Flourless Greek Yogurt Banana and Oats Muffins

Flourless Greek Yogurt Banana Oat Muffins

As some of you may know, I try and avoid gluten-overloads. Normal muffins = lots of  gluten.

Do I do this by choice? Guuuuuuuurl no. I love bread. I love pasta. I love anything that has to do with carbs. Does my body love it? Unfortunately, no.

For about five years now I’ve been cutting out excessive gluten from my diet. I was tired, foggy, felt what like my stomach was turning inside out, and had extreme headaches. Sounds fun, right? Something had to be done. It dawned on my Mom one day to try and cut out bread. And wa-lah! It was like a 180 change.

I do still have gluten in my diet, because sometimes I just can’t resist, but I have cut back by an extreme amount. I don’t have bread in my house so I’m not tempted and hate myself for it later!

I’m always looking for recipes that don’t include gluten (and not substituted with weird ingredients) and these muffins are exactly that! I had every single one of the ingredients around my kitchen which was a huge plus. These aren’t your average muffins. Due to the lack of flour or oil the yogurt makes them moist, and the oats help them keep their shape.

Be prepared for a slightly denser muffin than you would get at a coffee shop – but they are still extremely moist and delicious! And really healthy 🙂 The chocolate chips can easily be substituted for blueberries or any kind of fruit. Check out the recipe below for some flourless, healthy banana oat muffins!

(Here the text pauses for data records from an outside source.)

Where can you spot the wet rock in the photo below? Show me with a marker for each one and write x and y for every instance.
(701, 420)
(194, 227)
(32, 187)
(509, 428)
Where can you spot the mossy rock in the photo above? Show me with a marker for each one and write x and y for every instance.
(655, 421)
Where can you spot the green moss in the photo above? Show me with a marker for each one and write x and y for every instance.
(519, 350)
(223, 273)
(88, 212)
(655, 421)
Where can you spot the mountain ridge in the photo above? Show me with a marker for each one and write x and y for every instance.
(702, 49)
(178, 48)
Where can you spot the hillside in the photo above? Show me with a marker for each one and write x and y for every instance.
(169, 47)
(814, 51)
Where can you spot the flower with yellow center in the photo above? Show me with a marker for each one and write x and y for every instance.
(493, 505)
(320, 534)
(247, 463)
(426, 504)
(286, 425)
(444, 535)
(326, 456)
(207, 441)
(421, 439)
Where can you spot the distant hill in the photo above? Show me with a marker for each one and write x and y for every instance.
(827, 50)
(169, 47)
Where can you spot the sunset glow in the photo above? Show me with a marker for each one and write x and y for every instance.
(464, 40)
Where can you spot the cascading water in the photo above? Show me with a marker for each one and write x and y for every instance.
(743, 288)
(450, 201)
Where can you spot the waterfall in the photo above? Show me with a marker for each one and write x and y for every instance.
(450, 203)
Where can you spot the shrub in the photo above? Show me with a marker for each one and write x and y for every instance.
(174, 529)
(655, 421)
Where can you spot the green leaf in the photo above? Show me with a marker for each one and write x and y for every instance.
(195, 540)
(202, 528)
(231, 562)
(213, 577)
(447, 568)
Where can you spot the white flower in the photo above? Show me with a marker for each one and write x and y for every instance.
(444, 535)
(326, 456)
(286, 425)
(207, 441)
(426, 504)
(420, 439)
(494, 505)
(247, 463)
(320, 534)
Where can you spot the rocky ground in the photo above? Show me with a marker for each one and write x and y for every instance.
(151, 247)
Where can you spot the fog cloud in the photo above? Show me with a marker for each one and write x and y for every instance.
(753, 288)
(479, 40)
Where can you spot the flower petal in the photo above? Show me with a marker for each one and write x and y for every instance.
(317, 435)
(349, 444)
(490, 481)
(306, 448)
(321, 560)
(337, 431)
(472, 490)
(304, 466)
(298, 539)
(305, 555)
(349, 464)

Flourless Greek Yogurt Banana and Oats Muffins

Flourless Greek Yogurt Banana and Oats Muffins


  • 1 cup plain greek yogurt
  • 2 medium ripe bananas
  • 2 eggs
  • 1/4 cup brown sugar
  • 1 1/2 tsp baking powder
  • 1/2 tsp baking soda
  • 1/2 cup chocolate chips


  1. Set your oven to 400 degrees, and line your muffin pan with paper liners* or spray with cooking spray
  2. Add all of your ingredients except the chocolate chips into a blender until your oats are broken down and your batter is smooth
  3. Stir in the chocolate chips by hand
  4. Pour the batter into each muffin cavity - about 3/4 full. Feel free to sprinkle a few extra chocolate chips on top!
  5. Bake for 15-20 minutes. Insert a toothpick into the center of your muffin, if it comes out clean your muffins are ready. Allow the muffins to cool in the pan for 5-10 minutes before removing.
  6. *I suggest spraying your paper liners with cooking spray. Due to the lack of oil in the muffins, they tend to stick after baking.